Re: deep copy

Guido van Rossum (Guido.van.Rossum@cwi.nl)
Mon, 29 Jun 1992 11:46:39 +0200

>I was working on an application which requires assigning (i.e.
>deep copying) a two dimensional array (i.e. a list of lists). As
>an aside, it also requires adding a one dimensional array
>elementwise to a one dimensional slice of a two dimensional
>array.
>
>In general, my mindset is APL-ish here and I would like to assign
>(i.e. deep copy) multi-dimensional arrays. (Actually I would like
>to do other APL style operations as well including elementwise
>operations such as addition and subtraction on pairs of
>multidimensional, or at least one and two dimensional arrays.)
>
>At least some of these items (such as assigning multidimensional
>arrays in a deep copy sense) seem as fundamental to me as strings
>and dictionaries.
>
>I assume that the applications you refer to above were primarily
>systems software oriented whereas I am referring more to
>mathematical, statistical and data processing sorts of
>applications.

Yes, I'm afraid that's the general mindset from which Python
originated. If you really need a lot of 2-or-more dimensional array
operations you may be better off adding a new type to the language.
The type could use the interface style used by dictionaries (the
general term being "mappings") and it could define additional methods
for slice operations. Buzz, buzz, whirr, whirr (thinking aloud :-)
you might use it as follows:

>>> import matrix
>>> m = matrix.new(10, 10, 0.0) # Create a 10x10 matrix initialized with zeros
>>> print m.dim()
(10, 10)
>>> print m.keys()
[(0, 0), (0, 1), ..., (0, 9), (1, 0), (1, 1), ..., (9, 9)]
>>> for i in range(m.dim()[0]): m[i, i] = 1.0
>>> for row, col in m.keys(): print row, col, m[row, col]
0 0 1.0
0 1 0.0
.
.
.
9 9 1.0
>>> m2 = m # Usual pointer copy -- m2 is the same object as m
>>> m3 = m.copy() # creates a new object -- elements are still shared
>>> m4 = m.slice((0, 10), (5, 10)) # creates a new object
# containing rows [0..10), cols [5, 10)
>>> print m4.dim()
(10, 5)
>>> print m4.keys()
[(0, 0), (0, 1), ..., (0, 4), (1, 0), (1, 1), ..., (9, 4)]
>>> # Note how the indexes always start at 0 (point of discussion though)
>>> m.setslice((0, 10), (0, 5), m4) # Copy right half (m4) to left half

Vector extracted from a matrix are lists:

>>> v1 = m.row(0)
>>> print v1
[1.0, 0.0, 0.0, 0.0, 0.0, 0.0, 0.0, 0.0, 0.0, 0.0]
>>> v2 = m.col(1)
>>> v3 = m.vec(0, 2) # same as m.row(2)
>>> v4 = m.vec(1, 3) # same as m.col(3)
>>> m.setrow(4, v3)
>>> m.setcol(5, v4)
>>> m.setvec(0, 6, v1)
>>> m.setvec(1, 7, v2)

Dot and other products are simply added.

I'm not sure what needs to be generalized to make this work for higher
dimensional arrays. Sparse arrays are another matter. One
interface would make references to non-existing elements illegal, and
require the user to use keys() or has_key() to figure out whether an
element exists; another interface would keep the sparseness internal
to the implementation and return a default value.

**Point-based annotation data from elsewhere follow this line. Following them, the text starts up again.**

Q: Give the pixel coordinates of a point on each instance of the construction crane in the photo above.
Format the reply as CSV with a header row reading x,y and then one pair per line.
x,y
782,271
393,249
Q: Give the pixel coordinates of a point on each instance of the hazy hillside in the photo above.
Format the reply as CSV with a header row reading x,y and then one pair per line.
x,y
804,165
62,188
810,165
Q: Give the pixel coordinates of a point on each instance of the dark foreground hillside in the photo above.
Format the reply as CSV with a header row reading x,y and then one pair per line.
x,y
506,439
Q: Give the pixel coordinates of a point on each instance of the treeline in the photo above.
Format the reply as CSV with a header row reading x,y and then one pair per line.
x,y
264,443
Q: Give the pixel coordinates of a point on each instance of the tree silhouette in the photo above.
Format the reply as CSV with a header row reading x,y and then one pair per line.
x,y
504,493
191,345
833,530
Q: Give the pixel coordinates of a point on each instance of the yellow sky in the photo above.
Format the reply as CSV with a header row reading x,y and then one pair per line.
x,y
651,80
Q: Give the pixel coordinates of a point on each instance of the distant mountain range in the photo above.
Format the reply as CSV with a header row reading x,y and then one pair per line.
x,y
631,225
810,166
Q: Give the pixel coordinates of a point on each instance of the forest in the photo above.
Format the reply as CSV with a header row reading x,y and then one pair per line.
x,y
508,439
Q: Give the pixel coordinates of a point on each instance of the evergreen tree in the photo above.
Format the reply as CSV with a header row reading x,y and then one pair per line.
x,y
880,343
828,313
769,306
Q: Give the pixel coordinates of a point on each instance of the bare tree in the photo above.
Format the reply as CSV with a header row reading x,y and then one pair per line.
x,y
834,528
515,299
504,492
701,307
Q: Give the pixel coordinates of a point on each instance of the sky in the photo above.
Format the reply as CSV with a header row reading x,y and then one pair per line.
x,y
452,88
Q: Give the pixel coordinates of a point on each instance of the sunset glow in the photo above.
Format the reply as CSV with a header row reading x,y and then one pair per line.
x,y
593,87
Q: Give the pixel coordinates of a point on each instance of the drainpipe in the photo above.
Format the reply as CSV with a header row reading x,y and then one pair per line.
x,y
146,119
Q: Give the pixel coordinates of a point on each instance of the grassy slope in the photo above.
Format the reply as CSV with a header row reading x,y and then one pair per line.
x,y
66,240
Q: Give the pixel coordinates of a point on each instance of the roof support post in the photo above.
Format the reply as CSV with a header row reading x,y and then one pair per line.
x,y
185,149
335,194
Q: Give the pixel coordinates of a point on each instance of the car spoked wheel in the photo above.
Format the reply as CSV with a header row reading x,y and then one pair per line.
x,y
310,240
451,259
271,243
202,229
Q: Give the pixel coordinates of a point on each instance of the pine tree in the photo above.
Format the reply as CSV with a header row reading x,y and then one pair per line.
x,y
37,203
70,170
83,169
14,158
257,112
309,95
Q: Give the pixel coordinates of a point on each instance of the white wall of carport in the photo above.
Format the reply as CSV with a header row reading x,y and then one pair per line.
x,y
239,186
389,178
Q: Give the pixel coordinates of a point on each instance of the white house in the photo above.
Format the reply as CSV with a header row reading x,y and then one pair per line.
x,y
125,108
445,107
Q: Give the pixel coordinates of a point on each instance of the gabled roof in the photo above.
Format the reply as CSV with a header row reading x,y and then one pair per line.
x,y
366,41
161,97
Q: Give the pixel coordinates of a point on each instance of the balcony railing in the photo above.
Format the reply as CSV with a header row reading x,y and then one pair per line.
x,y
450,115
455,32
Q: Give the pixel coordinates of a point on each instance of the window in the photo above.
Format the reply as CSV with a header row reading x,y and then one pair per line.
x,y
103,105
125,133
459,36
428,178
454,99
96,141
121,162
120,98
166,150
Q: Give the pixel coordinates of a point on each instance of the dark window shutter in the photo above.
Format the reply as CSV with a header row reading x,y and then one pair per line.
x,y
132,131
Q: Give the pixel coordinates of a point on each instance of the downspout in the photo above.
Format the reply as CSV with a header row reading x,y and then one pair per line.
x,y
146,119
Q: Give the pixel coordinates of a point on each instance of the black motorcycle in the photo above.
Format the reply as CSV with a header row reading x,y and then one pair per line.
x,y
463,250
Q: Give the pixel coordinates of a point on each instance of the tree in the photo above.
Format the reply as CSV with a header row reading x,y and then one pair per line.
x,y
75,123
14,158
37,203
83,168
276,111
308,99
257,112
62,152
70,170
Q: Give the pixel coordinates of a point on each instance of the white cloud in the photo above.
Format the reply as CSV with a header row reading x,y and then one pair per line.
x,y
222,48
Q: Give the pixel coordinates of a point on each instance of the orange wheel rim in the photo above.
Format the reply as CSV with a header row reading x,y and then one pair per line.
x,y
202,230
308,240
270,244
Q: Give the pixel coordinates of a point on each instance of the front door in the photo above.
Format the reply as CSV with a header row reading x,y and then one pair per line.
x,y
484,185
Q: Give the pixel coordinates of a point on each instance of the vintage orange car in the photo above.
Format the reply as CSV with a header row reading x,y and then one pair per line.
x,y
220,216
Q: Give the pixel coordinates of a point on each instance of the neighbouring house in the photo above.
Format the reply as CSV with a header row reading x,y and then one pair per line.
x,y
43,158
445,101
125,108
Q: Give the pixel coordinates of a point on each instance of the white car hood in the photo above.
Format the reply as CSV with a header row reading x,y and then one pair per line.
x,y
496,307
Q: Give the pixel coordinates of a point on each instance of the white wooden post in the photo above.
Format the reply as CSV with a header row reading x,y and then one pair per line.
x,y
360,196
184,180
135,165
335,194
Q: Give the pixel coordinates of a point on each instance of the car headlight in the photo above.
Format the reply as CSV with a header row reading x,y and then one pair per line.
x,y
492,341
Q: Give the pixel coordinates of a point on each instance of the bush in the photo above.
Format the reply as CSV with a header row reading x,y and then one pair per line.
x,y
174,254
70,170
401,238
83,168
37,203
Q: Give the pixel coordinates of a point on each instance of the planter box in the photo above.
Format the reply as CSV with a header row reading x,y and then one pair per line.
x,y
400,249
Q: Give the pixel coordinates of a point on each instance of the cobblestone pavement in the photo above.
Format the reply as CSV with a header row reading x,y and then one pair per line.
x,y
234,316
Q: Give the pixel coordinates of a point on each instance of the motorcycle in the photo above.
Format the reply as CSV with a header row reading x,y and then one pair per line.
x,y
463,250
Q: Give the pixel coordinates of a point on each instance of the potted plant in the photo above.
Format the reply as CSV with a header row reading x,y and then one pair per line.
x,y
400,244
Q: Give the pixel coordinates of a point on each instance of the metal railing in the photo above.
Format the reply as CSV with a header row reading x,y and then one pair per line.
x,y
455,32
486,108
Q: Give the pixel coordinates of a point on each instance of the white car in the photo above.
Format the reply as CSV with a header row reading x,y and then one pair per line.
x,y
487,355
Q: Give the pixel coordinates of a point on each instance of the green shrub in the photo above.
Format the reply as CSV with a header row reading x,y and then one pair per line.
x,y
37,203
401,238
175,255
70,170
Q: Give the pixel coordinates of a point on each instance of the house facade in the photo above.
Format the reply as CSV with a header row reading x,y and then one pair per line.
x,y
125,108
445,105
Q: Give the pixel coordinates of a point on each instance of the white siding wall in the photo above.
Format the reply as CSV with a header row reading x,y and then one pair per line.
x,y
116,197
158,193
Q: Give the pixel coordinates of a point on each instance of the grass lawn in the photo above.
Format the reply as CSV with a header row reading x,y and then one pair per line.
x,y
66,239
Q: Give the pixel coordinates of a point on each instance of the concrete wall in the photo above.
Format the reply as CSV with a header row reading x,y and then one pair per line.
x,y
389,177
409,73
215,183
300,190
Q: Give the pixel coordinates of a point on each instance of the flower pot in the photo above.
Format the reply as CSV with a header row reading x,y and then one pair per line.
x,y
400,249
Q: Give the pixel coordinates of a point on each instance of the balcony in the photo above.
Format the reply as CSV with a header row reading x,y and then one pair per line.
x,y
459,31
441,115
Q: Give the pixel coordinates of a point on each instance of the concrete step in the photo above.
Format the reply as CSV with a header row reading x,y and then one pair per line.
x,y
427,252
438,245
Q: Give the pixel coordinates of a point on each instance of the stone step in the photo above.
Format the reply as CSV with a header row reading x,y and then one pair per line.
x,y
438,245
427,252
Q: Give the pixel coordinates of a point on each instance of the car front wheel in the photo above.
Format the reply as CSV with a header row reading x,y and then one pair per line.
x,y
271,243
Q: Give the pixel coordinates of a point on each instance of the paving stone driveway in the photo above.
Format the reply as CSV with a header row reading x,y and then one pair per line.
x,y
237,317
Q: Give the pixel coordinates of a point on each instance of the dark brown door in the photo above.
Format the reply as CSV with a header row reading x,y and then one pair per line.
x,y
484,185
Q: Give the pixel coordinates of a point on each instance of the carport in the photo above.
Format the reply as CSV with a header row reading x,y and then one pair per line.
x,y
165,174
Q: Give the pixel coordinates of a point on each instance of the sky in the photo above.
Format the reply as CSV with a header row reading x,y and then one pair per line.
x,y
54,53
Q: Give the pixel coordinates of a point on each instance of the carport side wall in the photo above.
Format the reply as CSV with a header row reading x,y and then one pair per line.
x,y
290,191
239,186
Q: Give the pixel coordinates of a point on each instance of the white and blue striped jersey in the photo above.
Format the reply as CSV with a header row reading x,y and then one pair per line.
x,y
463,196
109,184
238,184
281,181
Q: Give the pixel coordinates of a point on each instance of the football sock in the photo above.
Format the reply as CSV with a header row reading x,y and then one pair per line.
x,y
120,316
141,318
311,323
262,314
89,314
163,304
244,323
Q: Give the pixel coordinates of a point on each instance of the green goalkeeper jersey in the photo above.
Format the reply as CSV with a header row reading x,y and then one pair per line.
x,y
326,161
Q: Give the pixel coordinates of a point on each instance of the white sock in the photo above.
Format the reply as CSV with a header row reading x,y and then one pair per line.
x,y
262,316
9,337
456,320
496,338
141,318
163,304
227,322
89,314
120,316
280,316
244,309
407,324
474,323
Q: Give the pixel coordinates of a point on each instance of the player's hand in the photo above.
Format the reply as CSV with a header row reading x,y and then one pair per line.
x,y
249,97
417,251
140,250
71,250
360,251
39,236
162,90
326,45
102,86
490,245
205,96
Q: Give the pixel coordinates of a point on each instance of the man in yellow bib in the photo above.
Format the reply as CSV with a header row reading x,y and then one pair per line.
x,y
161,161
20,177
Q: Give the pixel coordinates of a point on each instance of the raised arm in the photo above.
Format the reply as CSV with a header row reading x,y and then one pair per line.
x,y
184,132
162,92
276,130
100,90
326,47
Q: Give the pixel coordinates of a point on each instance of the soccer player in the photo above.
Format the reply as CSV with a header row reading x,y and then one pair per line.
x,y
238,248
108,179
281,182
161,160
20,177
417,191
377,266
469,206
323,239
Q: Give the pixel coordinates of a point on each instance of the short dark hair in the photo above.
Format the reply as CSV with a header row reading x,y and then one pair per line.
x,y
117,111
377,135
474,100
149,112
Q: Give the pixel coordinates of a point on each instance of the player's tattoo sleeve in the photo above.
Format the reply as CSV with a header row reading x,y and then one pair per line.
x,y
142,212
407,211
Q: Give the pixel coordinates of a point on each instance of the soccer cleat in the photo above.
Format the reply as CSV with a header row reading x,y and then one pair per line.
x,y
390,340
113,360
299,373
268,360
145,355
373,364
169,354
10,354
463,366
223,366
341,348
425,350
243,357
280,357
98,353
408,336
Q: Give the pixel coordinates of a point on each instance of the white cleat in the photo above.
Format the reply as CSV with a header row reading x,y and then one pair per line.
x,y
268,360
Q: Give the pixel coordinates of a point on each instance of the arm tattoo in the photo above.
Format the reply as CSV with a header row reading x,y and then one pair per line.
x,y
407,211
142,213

Note that there is no reason why elements of matrixes should be
numbers, except when they are used by numerical operations.

The language currently makes it hard to support element-wise addition
etc. using the standard notation (m1+m2 etc.) but it might evolve --
although + is already defined for lists to mean concatenation.

Other ideas?

--Guido van Rossum, CWI, Amsterdam <guido@cwi.nl>
"It's not much of a cheese shop really, is it?"